The auditor's office said in its report that it initiated a months-long investigation after receiving concerns about alleged conflicts of interest. The agency reviewed relevant city documents and business filings records with the secretary of state.

The city of Two Harbors had fielded similar complaints, leading the City Council to ask City Attorney Tim Costley to review Swanson's tweets, a podcast appearance and a website aimed at North Shore tourists. Costley offered the opinion that Swanson had violated the city's communication policies and, as an elected official and entrepreneur, used his position for personal gain.

The state auditor said that was the correct call.

"There is no reason to second-guess the decisions by Two Harbors city officials," State Auditor Julie Blaha said in a statement. "Based on our review, the actions of the City Council and the city attorney were decided properly. In addition, the city attorney was the proper person to offer the City Council the facts and conclusions."

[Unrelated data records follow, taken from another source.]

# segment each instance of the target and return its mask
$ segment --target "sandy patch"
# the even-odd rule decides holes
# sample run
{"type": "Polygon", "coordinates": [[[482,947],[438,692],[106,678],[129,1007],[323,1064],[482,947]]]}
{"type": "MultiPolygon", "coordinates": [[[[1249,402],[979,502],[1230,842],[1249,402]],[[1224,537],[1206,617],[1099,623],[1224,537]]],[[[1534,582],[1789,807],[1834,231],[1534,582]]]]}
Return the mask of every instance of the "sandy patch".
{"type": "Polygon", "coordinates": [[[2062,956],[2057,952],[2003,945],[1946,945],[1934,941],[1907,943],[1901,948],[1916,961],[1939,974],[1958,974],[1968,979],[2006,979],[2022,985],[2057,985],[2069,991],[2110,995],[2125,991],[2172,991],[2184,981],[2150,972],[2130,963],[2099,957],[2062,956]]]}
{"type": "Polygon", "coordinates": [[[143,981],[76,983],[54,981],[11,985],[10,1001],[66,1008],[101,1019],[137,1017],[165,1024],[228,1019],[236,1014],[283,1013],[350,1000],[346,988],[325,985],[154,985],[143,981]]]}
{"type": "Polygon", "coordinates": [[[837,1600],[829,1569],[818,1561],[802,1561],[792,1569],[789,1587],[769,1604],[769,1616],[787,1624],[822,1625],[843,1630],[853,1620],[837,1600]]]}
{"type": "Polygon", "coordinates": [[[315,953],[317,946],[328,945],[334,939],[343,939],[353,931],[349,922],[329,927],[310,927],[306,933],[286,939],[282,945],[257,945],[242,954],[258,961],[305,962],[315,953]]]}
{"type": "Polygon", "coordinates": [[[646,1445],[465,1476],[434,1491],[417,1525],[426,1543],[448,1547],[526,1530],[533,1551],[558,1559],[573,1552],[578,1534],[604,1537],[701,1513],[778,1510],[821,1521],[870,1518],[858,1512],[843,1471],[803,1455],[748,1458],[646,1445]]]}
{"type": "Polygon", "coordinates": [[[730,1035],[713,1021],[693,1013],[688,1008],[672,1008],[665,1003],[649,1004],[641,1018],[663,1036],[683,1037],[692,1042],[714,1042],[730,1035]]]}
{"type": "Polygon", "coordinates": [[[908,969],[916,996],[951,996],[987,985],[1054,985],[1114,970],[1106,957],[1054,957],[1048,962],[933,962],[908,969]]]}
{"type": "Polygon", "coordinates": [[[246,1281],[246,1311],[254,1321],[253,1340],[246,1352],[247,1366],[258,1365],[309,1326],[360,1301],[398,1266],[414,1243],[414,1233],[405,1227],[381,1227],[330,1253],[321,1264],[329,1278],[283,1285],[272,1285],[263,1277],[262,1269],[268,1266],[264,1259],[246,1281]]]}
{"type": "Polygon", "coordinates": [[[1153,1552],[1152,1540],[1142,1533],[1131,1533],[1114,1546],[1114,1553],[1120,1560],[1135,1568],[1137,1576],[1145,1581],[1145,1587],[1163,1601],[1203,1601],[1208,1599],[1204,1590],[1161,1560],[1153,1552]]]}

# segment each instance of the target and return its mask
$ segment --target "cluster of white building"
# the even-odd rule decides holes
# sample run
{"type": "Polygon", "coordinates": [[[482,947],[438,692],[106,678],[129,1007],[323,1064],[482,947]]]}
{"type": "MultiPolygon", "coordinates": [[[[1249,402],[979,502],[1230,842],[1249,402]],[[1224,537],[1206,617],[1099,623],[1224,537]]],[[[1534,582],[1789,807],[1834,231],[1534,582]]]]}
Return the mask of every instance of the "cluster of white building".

In February, the state asked Two Harbors officials for cooperation looking into disbursements from the city to several businesses with ties to Swanson's immediate contacts — including Burlington Station, Garage Starts, Callie's Sweets and First Day Events. They found scenarios where Swanson has been inconsistent in disclosing his relationship to some companies.

Swanson called the news a good day for Two Harbors. He said there has been misinformation spread about the auditor's interest in his businesses.

"Today the findings came back, and they were not that the city gave me any money," he said.

City Council President Ben Redden did not immediately respond to a request for comment.

Swanson has been under fire for the past seven months, starting when word spread about his appearance on the "Ask a Billionaire" podcast where he suggesting building an underwater hotel in Two Harbors. He also was quoted in a New York Times article about cryptocurrency — a topic he was regularly posting about on Twitter.

With the limelight came public scrutiny and a successful campaign to get a recall vote on the Aug. 9 primary election ballot.

In June, the City Council voted unanimously to ask Swanson to resign. He has said he will not step down. Swanson wasn't at that council meeting or any that have followed.

The state's investigation found several instances where Swanson stated a connection to the local businesses he is involved with, but there is not always documentation to back it.

In one case, one of his employees filed the business listing for First Day Events with the secretary of state — information Swanson passed along to council members. At a later City Council meeting, he said he had no interest in the company that was tapped to help organize the city's first Festival of Sail. The company did not end up contracting with Draw Events, which is behind the festival.

"Given the confusion caused by the mayor's business ties and their impact on his role as mayor (and vice versa), the city may benefit from implementing the use of economic interest disclosure statements for its elected officials," the state suggested in its report.